If there’s any one time of year that puddings hold the place of honor at the table, it is during the holiday season. Christmas pudding recipes are often handed down through families for generations and they usually include ingredients such dried fruits, spices, nuts and suet. Here is an excerpt from “A Christmas Carol” by Charles Dickens in which he describes the presentation of the holiday meal pudding

"Hallo. A great deal of steam. The pudding was out of the copper. A smell like a washing-day. That was the cloth. A smell like an eating-house and a pastry cook's next door to each other, with a laundress's next door to that. That was the pudding. In half a minute Mrs Cratchit entered -- flushed, but smiling proudly -- with the pudding, like a speckled cannon-ball, so hard and firm, blazing in half of half-a-quartern of ignited brandy, and bedight with Christmas holly stuck into the top."
What many don’t know is that Mrs. Crachit’s pudding had probably been hanging (quite literally) around the house for weeks, or even months. Traditionally Christmas puddings were steamed in pudding bags (at least 6 weeks before the big day) and then hung to dry which is said to enhance the flavors. Those who make their puddings in basins can just cover them well and keep them in a cool, dry, dark place until they are ready to be eaten (at which point they should be boiled for another couple of hours beforehand). As an American, this all strikes me as rather odd but apparently the ingredients keep very well and there are even people who make their annual pudding as much as a year in advance. That being said, one recipe I saw recommends that you should check your pudding weekly for mold (in which case you should move it to a dryer spot).
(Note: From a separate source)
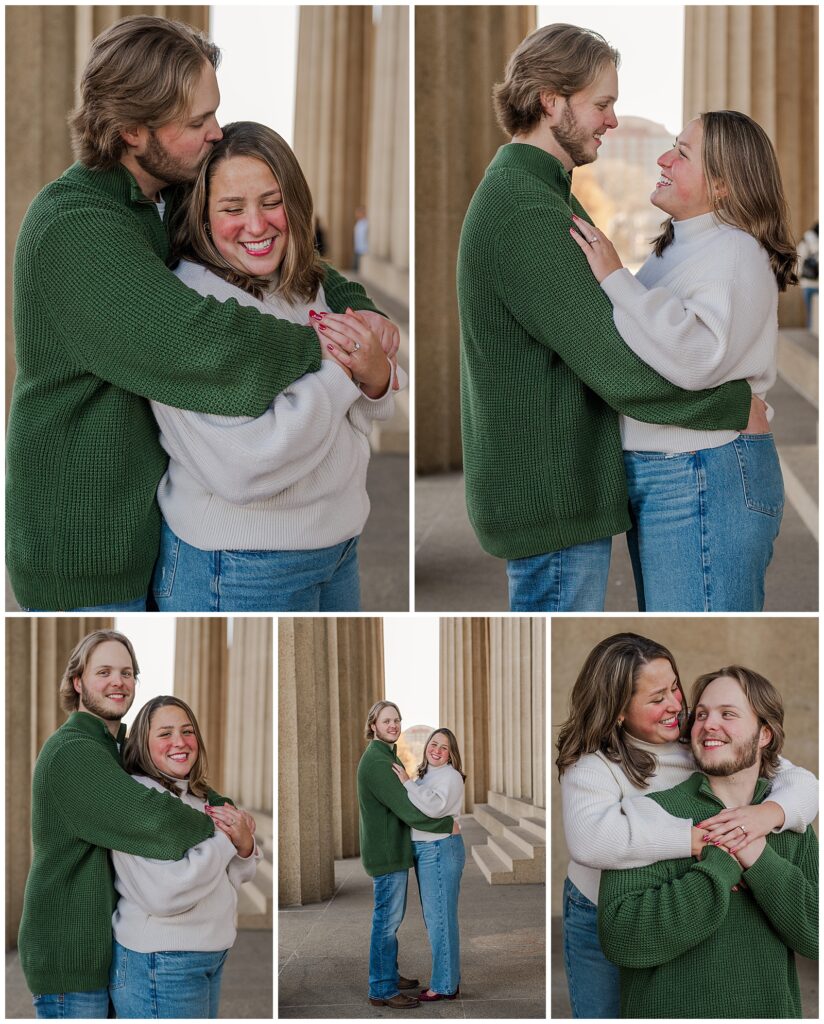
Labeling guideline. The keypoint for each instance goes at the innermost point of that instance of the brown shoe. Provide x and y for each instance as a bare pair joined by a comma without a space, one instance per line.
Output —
399,1001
Unless you already have a pudding sitting in the bottom of a closet (or hanging out on the clothes line), it's too late for this year. Luckily, most puddings don’t require nearly this much preparation. For a delicious English pudding that takes less than an hour to prepare, try this recipe for my friend Sophy’s Queen of Puddings!
Queen of Puddings
-3 oz. fresh white bread crumbs (they do not need to be dried out)
-3 egg whites and 3 egg yolks
-1 pint of whole milk
-1 cup sugar
-1 oz. butter
-Grated rind of half a lemon
-3 tablespoons of jam (either raspberry or strawberry)
1. Preheat oven to 350 degrees F (180 C).
2. Butter a 9” x 9” ovenproof dish and sprinkle the bread crumbs over the bottom.
3. Beat the egg yolks with 2 tablespoons of the sugar.
4. Put the milk, butter and grated lemon rind in a saucepan and bring slowly to a boil.
5. Cool for a few minutes and then pour slowly into the egg yolks, whisking constantly until the mixture is smooth.
6. Pour the mixture over the bread crumbs and leave to soak for 15 minutes.7. Put the dish in a roasting tin that has been half-filled with hot water and bake for 25-30 minutes or until lightly set.
8. Warm up the jam (in a sauce pan or in the microwave) and spread it over the custard.
9. Whisk the egg whites until they begin to form soft peaks. Add the remaining sugar and continue whisking until the whites are stiff and glossy.
10. Pile the meringue on top of the jam, sprinkle with extra sugar and bake for another 15-20 minutes (until meringue is crisp and lightly browned).